When Dr. Robert Mulgrew decided to open Affinity Eye Care in 2009, he did so with the hope that he could better serve Tucsonans with an independent optometry office. Since its opening, patients have become increasingly familiar with Mulgrew and the vast services offered at his office.

What many may be less familiar with, however, is the extent of Mulgrew’s generosity outside of the exam room.

“He has done so many great things for the community. He deserves some recognition for all those he has helped,” said coworker Nancy Allen.

Over the years, Mulgrew has been a member of several charitable organizations that offer aid to individuals and communities who are in need of eye care, but lack the means or availability of doctors.  

“I feel it is important for every person to utilize whatever skill or talent they possess to help others less fortunate,” said Mulgrew.  “You never know when that little act of kindness will make a profound effect in someone’s life.” 

VOSH, or Volunteer Optometric Services to Humanity, is one of the most recent organizations that Mulgrew has dedicated his time to. Since it was established in 1971, VOSH has been helping sustain vision care across the world, while aiming to eliminate preventable blindness by 2020.
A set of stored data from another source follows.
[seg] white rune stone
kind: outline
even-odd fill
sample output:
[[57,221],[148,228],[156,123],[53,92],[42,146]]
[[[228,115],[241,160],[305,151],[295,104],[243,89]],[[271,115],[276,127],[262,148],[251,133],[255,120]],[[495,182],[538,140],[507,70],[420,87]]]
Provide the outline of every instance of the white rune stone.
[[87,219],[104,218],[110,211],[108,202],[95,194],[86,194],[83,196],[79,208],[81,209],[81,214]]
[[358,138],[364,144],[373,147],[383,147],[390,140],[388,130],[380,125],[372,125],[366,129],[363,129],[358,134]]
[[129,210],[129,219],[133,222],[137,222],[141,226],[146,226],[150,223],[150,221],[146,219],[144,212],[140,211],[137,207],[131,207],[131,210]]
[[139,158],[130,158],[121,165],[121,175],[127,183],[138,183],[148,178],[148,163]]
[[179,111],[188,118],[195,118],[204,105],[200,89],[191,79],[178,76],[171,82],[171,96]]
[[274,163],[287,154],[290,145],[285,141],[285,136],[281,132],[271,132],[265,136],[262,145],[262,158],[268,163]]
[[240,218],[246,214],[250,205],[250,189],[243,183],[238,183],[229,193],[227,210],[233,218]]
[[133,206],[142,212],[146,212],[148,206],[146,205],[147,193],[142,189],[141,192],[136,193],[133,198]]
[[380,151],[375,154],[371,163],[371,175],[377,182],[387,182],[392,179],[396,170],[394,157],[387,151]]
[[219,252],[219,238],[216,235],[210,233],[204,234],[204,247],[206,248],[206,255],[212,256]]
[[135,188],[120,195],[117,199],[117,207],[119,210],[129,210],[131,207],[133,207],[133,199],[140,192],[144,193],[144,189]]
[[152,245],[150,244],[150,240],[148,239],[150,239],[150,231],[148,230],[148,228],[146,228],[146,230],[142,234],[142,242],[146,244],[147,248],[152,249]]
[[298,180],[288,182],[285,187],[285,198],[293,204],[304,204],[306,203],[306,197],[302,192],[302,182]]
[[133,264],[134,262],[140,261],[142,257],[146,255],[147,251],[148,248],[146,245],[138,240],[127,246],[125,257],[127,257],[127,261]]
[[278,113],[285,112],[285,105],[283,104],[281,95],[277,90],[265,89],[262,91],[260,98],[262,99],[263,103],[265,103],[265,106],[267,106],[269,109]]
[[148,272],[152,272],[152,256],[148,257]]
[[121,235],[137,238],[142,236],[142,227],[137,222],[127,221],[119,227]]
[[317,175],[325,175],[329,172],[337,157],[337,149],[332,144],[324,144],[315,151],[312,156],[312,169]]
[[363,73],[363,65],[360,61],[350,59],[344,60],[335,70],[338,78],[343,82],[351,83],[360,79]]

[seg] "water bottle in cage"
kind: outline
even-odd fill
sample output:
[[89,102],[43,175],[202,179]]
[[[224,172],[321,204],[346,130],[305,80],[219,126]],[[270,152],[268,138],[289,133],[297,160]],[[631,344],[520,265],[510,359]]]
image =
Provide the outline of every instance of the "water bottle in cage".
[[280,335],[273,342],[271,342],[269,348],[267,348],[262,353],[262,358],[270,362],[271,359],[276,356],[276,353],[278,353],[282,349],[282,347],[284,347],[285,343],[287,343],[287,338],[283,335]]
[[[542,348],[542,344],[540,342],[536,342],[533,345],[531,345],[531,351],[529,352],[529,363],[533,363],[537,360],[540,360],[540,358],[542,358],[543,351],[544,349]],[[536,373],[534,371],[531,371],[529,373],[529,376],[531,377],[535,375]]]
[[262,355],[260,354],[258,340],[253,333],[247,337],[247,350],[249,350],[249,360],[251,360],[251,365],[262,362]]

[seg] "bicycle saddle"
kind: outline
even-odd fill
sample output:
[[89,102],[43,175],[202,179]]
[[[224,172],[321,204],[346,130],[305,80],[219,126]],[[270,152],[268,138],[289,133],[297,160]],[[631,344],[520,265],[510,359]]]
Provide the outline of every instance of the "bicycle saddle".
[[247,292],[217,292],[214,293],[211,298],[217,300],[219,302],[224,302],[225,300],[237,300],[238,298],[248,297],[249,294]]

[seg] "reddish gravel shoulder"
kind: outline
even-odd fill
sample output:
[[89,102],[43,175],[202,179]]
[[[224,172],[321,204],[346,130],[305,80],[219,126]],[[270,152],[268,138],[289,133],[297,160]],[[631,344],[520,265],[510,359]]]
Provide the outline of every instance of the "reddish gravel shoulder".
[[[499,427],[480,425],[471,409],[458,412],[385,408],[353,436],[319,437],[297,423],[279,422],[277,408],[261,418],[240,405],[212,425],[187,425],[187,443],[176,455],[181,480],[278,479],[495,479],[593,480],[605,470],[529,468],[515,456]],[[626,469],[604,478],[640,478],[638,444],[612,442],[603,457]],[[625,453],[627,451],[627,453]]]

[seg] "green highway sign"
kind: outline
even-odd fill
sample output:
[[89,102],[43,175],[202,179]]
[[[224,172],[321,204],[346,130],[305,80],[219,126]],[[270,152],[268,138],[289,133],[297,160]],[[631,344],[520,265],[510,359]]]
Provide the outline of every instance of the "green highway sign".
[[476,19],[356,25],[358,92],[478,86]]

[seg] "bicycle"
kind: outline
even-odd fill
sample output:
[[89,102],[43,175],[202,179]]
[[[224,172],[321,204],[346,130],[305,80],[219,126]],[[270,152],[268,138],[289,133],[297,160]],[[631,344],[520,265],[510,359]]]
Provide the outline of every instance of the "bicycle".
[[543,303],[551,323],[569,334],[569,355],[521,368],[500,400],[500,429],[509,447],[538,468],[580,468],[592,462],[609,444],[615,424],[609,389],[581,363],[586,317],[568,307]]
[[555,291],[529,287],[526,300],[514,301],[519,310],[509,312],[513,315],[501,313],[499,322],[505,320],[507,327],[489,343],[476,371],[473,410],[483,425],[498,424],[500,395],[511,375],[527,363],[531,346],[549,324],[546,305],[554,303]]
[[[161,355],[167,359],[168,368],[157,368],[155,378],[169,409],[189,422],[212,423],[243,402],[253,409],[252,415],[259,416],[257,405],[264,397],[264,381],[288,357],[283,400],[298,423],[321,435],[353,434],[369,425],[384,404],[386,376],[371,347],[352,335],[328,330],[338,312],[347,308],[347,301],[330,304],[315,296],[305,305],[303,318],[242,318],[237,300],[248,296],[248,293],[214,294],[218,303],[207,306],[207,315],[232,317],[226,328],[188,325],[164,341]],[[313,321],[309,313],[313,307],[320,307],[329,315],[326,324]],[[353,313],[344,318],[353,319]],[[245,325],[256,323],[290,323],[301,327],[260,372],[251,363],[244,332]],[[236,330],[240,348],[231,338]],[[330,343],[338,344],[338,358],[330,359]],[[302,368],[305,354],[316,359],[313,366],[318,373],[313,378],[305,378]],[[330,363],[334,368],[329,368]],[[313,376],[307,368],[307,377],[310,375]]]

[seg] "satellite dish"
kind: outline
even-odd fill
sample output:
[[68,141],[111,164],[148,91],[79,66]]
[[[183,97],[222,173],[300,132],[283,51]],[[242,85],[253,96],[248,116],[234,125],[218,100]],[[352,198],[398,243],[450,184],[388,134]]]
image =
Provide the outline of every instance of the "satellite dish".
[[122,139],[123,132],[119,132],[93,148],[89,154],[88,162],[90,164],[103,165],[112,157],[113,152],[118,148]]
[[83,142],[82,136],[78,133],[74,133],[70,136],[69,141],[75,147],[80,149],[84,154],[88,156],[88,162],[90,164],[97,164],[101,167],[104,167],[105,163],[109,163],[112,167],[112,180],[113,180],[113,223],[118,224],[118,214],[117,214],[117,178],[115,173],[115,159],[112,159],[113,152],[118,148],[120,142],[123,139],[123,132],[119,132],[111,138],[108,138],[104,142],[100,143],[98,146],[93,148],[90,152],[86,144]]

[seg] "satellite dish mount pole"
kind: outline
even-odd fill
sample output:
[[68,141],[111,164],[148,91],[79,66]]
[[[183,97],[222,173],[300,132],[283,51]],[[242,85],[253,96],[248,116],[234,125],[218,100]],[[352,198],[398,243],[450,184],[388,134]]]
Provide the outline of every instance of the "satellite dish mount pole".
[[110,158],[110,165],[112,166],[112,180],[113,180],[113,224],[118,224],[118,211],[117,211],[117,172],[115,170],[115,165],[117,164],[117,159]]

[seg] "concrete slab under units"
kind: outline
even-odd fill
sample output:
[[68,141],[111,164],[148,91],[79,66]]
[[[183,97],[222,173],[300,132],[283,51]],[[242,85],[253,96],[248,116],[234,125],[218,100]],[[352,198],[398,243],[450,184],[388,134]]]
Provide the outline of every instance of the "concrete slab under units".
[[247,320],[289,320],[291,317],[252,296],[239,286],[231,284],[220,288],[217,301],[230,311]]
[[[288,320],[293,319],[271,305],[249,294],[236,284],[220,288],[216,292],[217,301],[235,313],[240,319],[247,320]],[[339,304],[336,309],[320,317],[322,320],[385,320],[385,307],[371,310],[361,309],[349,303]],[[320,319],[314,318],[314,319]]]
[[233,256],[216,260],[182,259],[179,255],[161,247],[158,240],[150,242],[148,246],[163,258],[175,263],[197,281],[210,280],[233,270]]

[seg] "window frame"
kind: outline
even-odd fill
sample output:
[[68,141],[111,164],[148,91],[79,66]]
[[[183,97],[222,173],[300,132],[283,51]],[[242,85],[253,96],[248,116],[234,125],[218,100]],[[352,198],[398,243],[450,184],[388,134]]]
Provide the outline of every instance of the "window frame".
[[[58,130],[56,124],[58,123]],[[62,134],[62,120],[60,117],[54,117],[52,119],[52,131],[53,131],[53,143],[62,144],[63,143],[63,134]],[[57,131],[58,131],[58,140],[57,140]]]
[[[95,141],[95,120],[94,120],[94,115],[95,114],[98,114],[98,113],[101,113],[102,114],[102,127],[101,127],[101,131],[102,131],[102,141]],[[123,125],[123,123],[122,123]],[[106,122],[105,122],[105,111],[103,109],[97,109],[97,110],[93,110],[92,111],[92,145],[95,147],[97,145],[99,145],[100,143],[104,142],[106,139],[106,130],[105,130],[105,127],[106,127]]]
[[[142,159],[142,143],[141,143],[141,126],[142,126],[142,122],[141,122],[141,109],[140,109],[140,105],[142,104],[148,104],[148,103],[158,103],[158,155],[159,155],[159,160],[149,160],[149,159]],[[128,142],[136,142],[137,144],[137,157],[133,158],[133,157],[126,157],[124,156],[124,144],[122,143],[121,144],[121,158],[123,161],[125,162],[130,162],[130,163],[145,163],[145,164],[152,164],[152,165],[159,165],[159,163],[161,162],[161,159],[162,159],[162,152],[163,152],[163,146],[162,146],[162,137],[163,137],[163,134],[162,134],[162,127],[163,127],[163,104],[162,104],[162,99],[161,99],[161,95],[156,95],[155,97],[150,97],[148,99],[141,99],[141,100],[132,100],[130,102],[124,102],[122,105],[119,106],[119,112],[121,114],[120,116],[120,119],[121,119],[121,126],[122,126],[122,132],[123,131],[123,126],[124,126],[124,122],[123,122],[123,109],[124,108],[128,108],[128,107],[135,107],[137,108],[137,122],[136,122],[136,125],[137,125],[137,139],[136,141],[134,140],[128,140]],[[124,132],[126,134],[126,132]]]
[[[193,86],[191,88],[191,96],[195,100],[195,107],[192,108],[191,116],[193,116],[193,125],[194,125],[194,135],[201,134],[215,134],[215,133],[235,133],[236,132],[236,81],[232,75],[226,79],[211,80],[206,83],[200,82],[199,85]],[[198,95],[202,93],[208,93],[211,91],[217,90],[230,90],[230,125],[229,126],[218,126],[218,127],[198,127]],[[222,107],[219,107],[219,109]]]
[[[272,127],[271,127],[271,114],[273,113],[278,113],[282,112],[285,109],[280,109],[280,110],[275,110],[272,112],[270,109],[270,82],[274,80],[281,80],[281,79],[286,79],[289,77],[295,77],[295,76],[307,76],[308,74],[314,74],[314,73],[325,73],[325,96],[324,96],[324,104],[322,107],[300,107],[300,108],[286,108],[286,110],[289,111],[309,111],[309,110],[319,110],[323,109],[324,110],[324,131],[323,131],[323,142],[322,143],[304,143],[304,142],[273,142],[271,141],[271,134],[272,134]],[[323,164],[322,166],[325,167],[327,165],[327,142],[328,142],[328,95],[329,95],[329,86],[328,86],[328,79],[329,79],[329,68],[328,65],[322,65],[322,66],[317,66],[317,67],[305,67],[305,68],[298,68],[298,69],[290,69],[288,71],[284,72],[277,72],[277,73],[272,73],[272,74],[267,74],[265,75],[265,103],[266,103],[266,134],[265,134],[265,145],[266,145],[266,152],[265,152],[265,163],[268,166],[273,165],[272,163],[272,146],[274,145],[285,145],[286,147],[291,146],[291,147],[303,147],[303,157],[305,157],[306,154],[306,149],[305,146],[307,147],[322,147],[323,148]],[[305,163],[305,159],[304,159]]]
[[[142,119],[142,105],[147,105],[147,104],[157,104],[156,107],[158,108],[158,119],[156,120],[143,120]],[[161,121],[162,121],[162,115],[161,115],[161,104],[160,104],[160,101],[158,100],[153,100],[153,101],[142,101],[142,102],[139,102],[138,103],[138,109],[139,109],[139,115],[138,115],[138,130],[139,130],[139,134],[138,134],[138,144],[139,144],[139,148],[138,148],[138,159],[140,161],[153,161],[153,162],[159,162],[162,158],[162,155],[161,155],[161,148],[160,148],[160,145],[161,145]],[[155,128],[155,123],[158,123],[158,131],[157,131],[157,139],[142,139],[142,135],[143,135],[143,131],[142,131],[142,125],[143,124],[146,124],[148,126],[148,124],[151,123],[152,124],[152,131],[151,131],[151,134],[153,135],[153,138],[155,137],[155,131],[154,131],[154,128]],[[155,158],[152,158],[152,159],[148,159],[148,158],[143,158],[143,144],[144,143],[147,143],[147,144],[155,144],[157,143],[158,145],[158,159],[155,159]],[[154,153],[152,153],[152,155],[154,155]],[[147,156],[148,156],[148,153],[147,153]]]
With the help of volunteers like Mulgrew, they may just succeed. In his most recent mission, Mulgrew, along with several volunteers from the Saddlebrooke area, traveled to Caborca, Mexico, to help communities in need of vision care.

“Some missions are large, where a team of seven or eight doctors, and a support staff of 15 will see around 25,000 people in a 14-day clinic,” said Mulgrew. “Others are in smaller villages, and we may only serve a couple thousand people.”

Mulgrew addressed the need for donations to make missions like this one possible.

“We mainly utilize donated glasses, so that is why it is important to have people donate their unused glasses,” said Mulgrew. “Our office collects glasses as well as most Lion’s Clubs.”

Lion’s Club is another organization that aims to prevent blindness across the world.

Mulgrew has participated in numerous Gift of Sight missions in Bolivia, Panama, Ecuador, China, and Bulgaria.

In a mission that he recalls vividly, Mulgrew met a young girl who was brain damaged from encephalitis at birth, and had no sense of awareness of her surroundings.

“I did an exam on her and I found out she was extremely farsighted,” said Mulgrew. “We found some glasses for her and after a few minutes you could see some expression in her face. Her parents actually wept for joy since they had never seen any expression on their little girl’s face. It’s little moments like that which drive me to go on these missions.”

Mulgrew has also been a member of The Flying Samaritans, a non-profit group which, as the name suggests, flies volunteers to offer medical services to small villages in Baja California, Mexico.

“We have a group of pilot volunteers, and, in addition, we take interpreters with us and helpers with no specific skills, as there is always a job for anyone willing to help,” said Flying Samaritans’ spokeswoman Judy Austin.

Mulgrew has been one of those willing to help, having visited Mexico several times as a member of the group, and providing eye exam clinics to residents there at no cost.

Mulgrew and the rest of the volunteers also pay their own expenses for attending these clinics.

Locally, Mulgrew has also dedicated his time to Sunnyside School District. Partnering with the school, Mulgrew and his office offered 75 needy schoolchildren free eye exams and glasses with the help of VSP, a vision insurance plan.

Next year, Mulgrew plans to aid The Boys and Girls Club to provide exams and glasses for children in need.